US Perspective—04.06.13
04/06/2013
www.themaxfieldreport.com
The big packer market reached a bit of an impasse last week. Fundamentally we are not sure the market really changed that much; however, buyers who thought they had prices on a downward run, found packers’ offer lists last week a bit less populated and packers much less willing to negotiate prices.
At the end of the day, sources share that it appeared a busy week for traders as the speculation by the trade was that many traders were busy covering short sales, while direct interest from tanners last week paled in comparison to the past couple of weeks.
As far as prices were concerned, we call prices no worse than steady with the week prior, while we are aware of a few isolated incidents where sellers were able to lay claims of achieving some incremental advances.
As far as volumes are concerned, there is not a consensus in the trade. Some have insisted there were not many hides exchanging hands, while others insist packers sold a week’s worth of product.
In regards to prices last week, HTS sold in a range from $97.50-$98, while BBS sold at $98-$99, while sales on HNS reflected levels of $99-$100. BS sold at $97-$98, while CBS sold at $95, while sales on heifers were still reflecting sluggish levels with HNH at $83 and HBH at $81.

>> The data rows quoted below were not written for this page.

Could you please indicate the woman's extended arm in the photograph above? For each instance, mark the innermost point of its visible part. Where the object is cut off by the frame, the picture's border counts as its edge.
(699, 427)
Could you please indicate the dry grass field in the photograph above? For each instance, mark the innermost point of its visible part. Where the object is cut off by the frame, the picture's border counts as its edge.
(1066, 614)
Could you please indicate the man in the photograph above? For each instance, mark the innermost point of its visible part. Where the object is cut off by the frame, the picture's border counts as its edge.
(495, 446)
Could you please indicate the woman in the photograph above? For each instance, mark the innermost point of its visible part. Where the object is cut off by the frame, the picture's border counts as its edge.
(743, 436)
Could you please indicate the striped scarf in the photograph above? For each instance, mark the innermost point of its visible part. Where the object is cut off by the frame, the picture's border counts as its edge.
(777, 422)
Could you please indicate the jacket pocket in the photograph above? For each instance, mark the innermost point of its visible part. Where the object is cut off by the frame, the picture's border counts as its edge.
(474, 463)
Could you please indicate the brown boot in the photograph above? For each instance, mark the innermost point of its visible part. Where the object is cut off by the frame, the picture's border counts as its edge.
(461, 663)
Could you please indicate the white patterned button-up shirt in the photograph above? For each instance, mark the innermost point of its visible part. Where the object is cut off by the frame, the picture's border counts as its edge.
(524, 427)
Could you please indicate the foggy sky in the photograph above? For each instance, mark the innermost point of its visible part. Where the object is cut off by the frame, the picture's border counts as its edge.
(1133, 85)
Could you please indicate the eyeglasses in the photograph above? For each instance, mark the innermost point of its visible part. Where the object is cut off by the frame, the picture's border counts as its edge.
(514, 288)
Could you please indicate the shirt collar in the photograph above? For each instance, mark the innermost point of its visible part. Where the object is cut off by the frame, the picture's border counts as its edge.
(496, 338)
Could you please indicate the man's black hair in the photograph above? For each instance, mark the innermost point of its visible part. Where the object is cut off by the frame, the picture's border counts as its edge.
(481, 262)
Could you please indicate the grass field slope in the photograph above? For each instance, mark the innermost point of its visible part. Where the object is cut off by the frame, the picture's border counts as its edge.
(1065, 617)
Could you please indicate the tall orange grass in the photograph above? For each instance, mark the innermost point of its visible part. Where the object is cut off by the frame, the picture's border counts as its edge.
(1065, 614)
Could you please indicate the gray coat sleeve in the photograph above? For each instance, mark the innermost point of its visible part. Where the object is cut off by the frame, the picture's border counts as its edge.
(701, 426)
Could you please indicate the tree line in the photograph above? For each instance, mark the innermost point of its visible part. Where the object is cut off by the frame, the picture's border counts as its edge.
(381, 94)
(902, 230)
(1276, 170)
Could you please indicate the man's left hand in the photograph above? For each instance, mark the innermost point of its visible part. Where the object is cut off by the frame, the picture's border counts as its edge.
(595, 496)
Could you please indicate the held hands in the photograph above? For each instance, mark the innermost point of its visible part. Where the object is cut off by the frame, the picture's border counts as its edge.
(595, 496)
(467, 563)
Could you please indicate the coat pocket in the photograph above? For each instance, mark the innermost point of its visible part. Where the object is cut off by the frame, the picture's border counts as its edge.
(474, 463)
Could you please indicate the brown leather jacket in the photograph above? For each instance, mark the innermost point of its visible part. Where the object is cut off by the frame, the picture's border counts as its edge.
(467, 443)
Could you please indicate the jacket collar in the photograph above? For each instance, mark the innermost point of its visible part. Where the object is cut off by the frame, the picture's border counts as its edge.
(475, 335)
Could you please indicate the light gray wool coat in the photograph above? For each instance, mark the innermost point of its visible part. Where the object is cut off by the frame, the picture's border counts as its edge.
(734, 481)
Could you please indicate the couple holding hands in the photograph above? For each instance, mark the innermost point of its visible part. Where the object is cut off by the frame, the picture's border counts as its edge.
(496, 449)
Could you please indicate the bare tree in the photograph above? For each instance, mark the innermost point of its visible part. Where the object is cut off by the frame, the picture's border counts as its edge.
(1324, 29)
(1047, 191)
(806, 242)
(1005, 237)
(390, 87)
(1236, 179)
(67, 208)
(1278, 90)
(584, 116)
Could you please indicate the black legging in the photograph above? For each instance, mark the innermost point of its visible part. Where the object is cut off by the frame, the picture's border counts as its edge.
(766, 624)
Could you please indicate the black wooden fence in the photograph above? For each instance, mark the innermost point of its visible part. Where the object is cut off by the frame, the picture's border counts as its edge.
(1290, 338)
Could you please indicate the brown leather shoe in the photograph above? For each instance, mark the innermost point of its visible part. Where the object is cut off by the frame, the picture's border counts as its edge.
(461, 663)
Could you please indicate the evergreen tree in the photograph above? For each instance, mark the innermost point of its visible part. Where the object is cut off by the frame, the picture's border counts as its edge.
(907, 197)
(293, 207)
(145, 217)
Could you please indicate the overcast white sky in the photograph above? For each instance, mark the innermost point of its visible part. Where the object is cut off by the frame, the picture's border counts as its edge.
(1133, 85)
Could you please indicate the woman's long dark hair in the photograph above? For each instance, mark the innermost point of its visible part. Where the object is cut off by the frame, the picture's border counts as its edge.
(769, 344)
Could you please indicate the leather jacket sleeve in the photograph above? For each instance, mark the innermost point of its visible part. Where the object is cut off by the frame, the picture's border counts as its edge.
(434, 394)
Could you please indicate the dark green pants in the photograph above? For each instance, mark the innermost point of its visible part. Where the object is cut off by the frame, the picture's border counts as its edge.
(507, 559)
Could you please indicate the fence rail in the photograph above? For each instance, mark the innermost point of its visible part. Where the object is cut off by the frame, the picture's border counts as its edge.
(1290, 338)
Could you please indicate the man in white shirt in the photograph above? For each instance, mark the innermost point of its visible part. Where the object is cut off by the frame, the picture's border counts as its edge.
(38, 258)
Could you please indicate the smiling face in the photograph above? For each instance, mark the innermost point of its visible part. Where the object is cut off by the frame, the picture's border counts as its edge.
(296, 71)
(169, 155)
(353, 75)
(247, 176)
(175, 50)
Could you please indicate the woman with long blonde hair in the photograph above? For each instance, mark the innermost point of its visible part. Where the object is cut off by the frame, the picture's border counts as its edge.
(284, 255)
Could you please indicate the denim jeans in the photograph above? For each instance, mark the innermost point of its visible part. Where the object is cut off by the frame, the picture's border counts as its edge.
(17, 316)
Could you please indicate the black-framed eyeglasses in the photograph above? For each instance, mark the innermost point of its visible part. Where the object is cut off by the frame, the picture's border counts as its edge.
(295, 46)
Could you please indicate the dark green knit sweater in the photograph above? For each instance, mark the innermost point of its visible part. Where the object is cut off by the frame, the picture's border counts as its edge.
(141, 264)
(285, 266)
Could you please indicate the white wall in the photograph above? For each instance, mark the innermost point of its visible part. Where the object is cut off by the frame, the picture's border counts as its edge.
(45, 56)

In the cowhide trade, members of the trade also have mixed reports. The majority of those selling hides are laying claims to enjoying a decent week of interest, especially towards the end of last week, and many of these same producers are leaning towards opinion that prices have not bottomed. In the meantime, we have heard from other producers who are insisting that they had a relatively uneventful week of interest and were disappointed with sales last week.
Overall, last week saw sellers with offer lists that were noticeably not as populated as the last couple of weeks were. Sellers who had started to become accustomed to lower prices over the past several weeks, entered the week with thoughts that they would continue to press for lower prices. However, by mid-week, it was apparent that sellers were not willing to cooperate and from our vantage point. We would call prices close to steady, with a few isolated reports where there were opportunities to squeeze desperate buyers for incrementally higher levels.
As to what we look for this week, we expect sellers to continue to try to convey a message that the hide market has bottomed out, coupled with insistences there are still more than a few tanners who are in need of product. Meanwhile, many sellers are laying claims to mending their sold-forward positions in the last week to ten days and only time will tell if these claims are correct.
In the meantime, other than the holiday-shortened week last week, overall, there really has not been any real significant development in the market place over the course of May other than we are in the midst of tanners’ slow season, while we are in the midst of the busy season for packers.
There are two wild cards that we believe need to be addressed. The first is that sources are sharing that there was an extremely large amount of interest last week, although not all of it could be concluded. Could this interest be interpreted as tanners being short of hides or possibly attempting to average down their higher priced inventories, as reports about leather business for the third quarter appear “murky” at best?
The second wild card in our mind, and probably not a major factor, is how accommodating producers were about selling at lower levels the two weeks prior to last week. Could this have been sellers being creative and allowing some of their best customers to average down some of the hides they bought at the top of the market, or perhaps for sellers away of attempting to ensure they continued receiving letters of credit openings?
Whatever the explanation the stage is set for an interesting week of trading this week and with both buyers and sellers strong in their convictions about the market, it will be interesting to see which side blinks first.